Sunday, January 12, 2014

Tag Team Interview: Dang Bagas & Aldy Aguirre (2 of 3)

Here is part 2 of 3 of the tag team interview I had with Dang Bagas and Aldy Aguirre on their book, The Little Girl in a Box (Adarna House 2013). Part 1 of the interview was posted last December 19, 2013

 
In the story, the box is a powerful metaphor. Readers may interpret the box into many things. As an artist, how can a "box" or "boxes" help you become better at your craft? 

DB: As a writer, I sometimes liken the box to my own limitations and to the limitations set by the industries I write for. I mean, working as a writer, there were lots of times when I felt “boxed in” or “trapped in a box” or “forced in a box”. But, and this I realized early on in my writing career, that this box can be moved, or one can work around it or shape it and color it any which way I want it to be. Doing that is certainly hard work but the only thing that should stop an artist from doing so is a lack of imagination and afterwards, determining choices that work, then determination to stick by these choices, at whatever cost.

Actually visualizing my craft as something like a box already helps me make it better cause then I know I could make it what I want it to be though I am still working on that: letting my imagination go freely, making the right choices, and sticking to these choices according to what is the best for me, and the stories that I write.


AA: A big box full of inspirations would certainly come in handy, and thinking out of my box usually helps too.

What is the story/picture book you wish you've written/illustrated? Why? 

DB:  Asking me this question is like asking me which star in the universe I’d like to go to cause there’s lots and lots, countless lots, of stories out there that I wish I’d written.

If I can name only one, I would say Rick Riordan’s Percy Jackson and the Lightning Thief,  because fifteen years ago, I was working on a story about the children of our epic heroes and diwatas (Lam-Ang, Bantugan, Mariang Sinukuan, etc.) discovering they’re the children of mythical gods, discovering they have powers and banding together to save the world. But real life got in the way and I shelved the story. And now, with the Percy Jackson series, I can’t write this story without it looking like a rip-off! Oh well… Yes, universe, lesson learned: heed the call of stories demanding to be written and try not to leave them behind.

If I can name more, I wish I’ve written Anne of Green Gables, The Little House in the Prairie, Where the Wild Things are, The Giver, The Story Girl, The Earthsea series, The Chocolate Factory, The Wizard of Oz, The Chronicles of Narnia, Harry Potter, Charlotte’s Web, Looking for Alaska, Tall Story, A Wrinkle in Time, Chika Chika Boom Boom, Where the Sidewalk Ends, Bridge to Terabithia, Alamat ng Ampalaya, Ang Barumbadong Bus, Coraline, Tuwing Sabado, The Graveyard Book, The Disc World series.

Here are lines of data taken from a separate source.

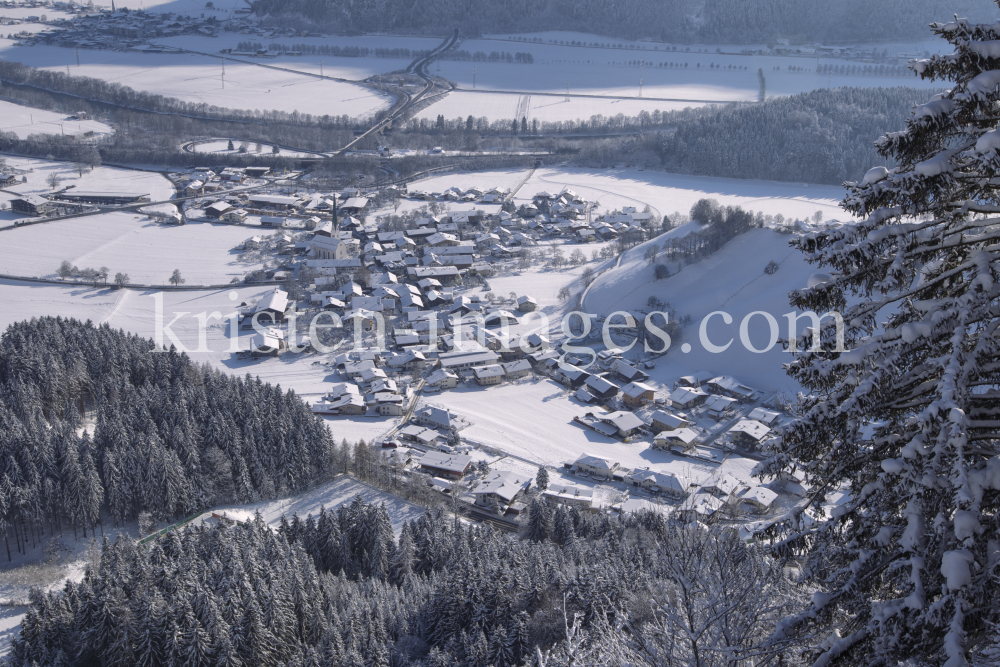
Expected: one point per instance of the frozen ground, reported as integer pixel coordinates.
(543, 108)
(616, 72)
(330, 495)
(131, 243)
(24, 121)
(666, 193)
(731, 280)
(196, 78)
(101, 179)
(222, 147)
(26, 571)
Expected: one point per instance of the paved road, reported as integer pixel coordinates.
(418, 67)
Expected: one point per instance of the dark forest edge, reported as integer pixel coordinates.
(714, 21)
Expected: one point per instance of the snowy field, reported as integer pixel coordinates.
(532, 421)
(695, 76)
(24, 121)
(543, 108)
(101, 179)
(196, 78)
(221, 147)
(331, 495)
(666, 192)
(131, 243)
(730, 280)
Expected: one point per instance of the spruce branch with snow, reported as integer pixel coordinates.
(908, 419)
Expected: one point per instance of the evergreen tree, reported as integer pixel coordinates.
(904, 419)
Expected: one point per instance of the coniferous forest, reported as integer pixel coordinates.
(163, 435)
(712, 21)
(338, 590)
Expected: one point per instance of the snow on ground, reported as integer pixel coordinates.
(730, 280)
(708, 76)
(666, 192)
(131, 243)
(502, 178)
(24, 121)
(330, 495)
(197, 78)
(543, 108)
(222, 147)
(101, 179)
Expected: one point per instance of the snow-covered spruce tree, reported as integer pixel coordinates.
(909, 417)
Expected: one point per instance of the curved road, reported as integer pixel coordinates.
(418, 67)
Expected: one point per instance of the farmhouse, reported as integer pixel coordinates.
(687, 397)
(658, 482)
(31, 205)
(664, 421)
(467, 359)
(679, 437)
(275, 202)
(635, 394)
(217, 209)
(104, 198)
(718, 405)
(450, 466)
(441, 379)
(601, 388)
(487, 375)
(748, 433)
(502, 487)
(623, 423)
(596, 465)
(730, 387)
(571, 496)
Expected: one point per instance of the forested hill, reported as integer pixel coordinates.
(337, 590)
(169, 437)
(824, 136)
(725, 21)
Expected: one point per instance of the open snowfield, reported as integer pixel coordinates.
(533, 422)
(131, 243)
(221, 147)
(24, 121)
(196, 78)
(543, 108)
(331, 495)
(101, 179)
(616, 72)
(731, 280)
(666, 193)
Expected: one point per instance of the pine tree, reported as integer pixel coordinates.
(905, 419)
(542, 479)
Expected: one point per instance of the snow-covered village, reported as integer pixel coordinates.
(499, 335)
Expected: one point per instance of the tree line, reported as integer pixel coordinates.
(97, 425)
(339, 589)
(716, 21)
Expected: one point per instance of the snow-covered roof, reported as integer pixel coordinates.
(751, 427)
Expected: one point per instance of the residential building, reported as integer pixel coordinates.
(665, 421)
(449, 466)
(502, 487)
(571, 496)
(658, 482)
(596, 465)
(636, 394)
(487, 375)
(679, 437)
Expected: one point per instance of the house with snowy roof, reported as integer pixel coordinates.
(502, 487)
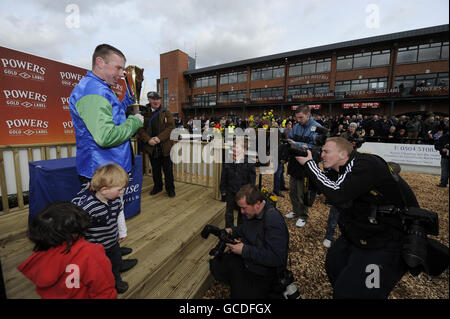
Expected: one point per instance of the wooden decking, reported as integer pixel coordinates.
(165, 237)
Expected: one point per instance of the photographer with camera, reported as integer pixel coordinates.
(383, 229)
(441, 145)
(304, 134)
(252, 268)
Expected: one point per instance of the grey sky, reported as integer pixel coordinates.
(215, 31)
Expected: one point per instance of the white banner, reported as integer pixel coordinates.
(411, 154)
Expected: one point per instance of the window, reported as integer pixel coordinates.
(429, 52)
(323, 65)
(267, 73)
(380, 58)
(295, 69)
(166, 93)
(204, 100)
(309, 67)
(205, 81)
(275, 93)
(361, 60)
(359, 85)
(233, 77)
(309, 88)
(423, 52)
(233, 96)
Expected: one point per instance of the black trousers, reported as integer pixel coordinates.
(244, 284)
(115, 257)
(364, 273)
(229, 211)
(162, 164)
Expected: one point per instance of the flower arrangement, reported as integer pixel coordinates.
(266, 121)
(271, 197)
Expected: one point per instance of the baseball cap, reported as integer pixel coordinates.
(153, 95)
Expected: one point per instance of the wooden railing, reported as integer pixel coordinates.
(14, 165)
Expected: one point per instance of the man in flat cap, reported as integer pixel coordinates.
(155, 135)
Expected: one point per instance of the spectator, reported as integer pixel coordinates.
(442, 145)
(234, 175)
(57, 232)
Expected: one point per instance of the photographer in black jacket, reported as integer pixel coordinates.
(252, 267)
(375, 250)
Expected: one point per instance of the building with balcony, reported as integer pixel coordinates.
(391, 74)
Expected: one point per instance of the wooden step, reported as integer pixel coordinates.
(186, 275)
(165, 237)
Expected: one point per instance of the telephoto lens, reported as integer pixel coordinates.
(291, 292)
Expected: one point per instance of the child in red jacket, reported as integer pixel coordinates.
(63, 264)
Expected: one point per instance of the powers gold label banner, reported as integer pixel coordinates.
(34, 98)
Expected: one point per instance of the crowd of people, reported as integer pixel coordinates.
(77, 251)
(417, 129)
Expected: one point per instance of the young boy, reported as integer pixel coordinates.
(234, 176)
(63, 264)
(105, 210)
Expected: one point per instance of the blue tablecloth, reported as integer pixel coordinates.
(57, 180)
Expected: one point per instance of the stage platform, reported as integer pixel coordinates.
(165, 238)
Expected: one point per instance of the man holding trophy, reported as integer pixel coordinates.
(102, 128)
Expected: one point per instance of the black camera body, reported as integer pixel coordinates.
(285, 285)
(224, 239)
(418, 223)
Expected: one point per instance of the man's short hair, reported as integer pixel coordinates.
(110, 175)
(104, 51)
(341, 143)
(251, 193)
(56, 224)
(302, 108)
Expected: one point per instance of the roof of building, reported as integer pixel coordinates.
(330, 47)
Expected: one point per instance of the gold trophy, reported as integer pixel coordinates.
(134, 76)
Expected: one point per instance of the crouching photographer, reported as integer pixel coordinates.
(257, 260)
(383, 229)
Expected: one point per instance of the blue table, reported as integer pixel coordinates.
(57, 180)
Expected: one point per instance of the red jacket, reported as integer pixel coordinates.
(84, 273)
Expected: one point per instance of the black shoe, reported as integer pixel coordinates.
(278, 194)
(171, 193)
(127, 264)
(121, 287)
(155, 191)
(125, 251)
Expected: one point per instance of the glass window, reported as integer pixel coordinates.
(295, 69)
(359, 85)
(405, 56)
(224, 79)
(242, 77)
(278, 72)
(309, 67)
(444, 53)
(430, 53)
(344, 63)
(266, 73)
(380, 59)
(322, 88)
(323, 67)
(232, 77)
(361, 62)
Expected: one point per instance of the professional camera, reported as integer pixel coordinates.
(224, 238)
(418, 224)
(285, 285)
(357, 142)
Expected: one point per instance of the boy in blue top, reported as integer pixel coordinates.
(105, 210)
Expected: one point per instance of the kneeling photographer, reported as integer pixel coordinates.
(384, 231)
(259, 256)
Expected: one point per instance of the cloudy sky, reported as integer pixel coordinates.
(215, 31)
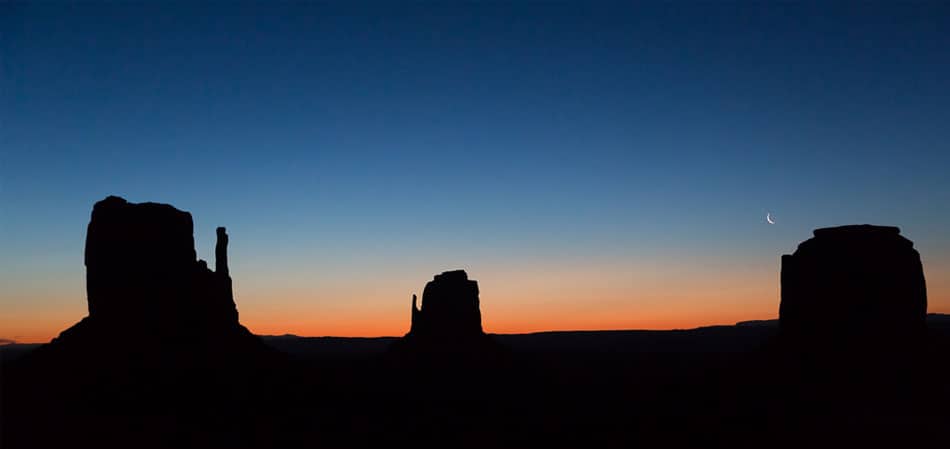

The Monstrumologist, The Dragon Rider, The Thief Lord…

Ok, enough, there’s more, it’s a really long list, as many as the number of books in my shelves, as many as the books I’ve read and read again and again and again. And this is the same reason why I wish I’d written these stories – I have kept all of these stories close to me; I have loved and will love these stories for the rest of my life. That is the writer’s dream: that one’s stories be loved, read again and again, for years and years and generations to come.



AA: Hmm, I never actually thought of wanting to illustrate picture books that I’ve read. I think they will not be as great or the opposite, if the pictures will be different from what they are right now.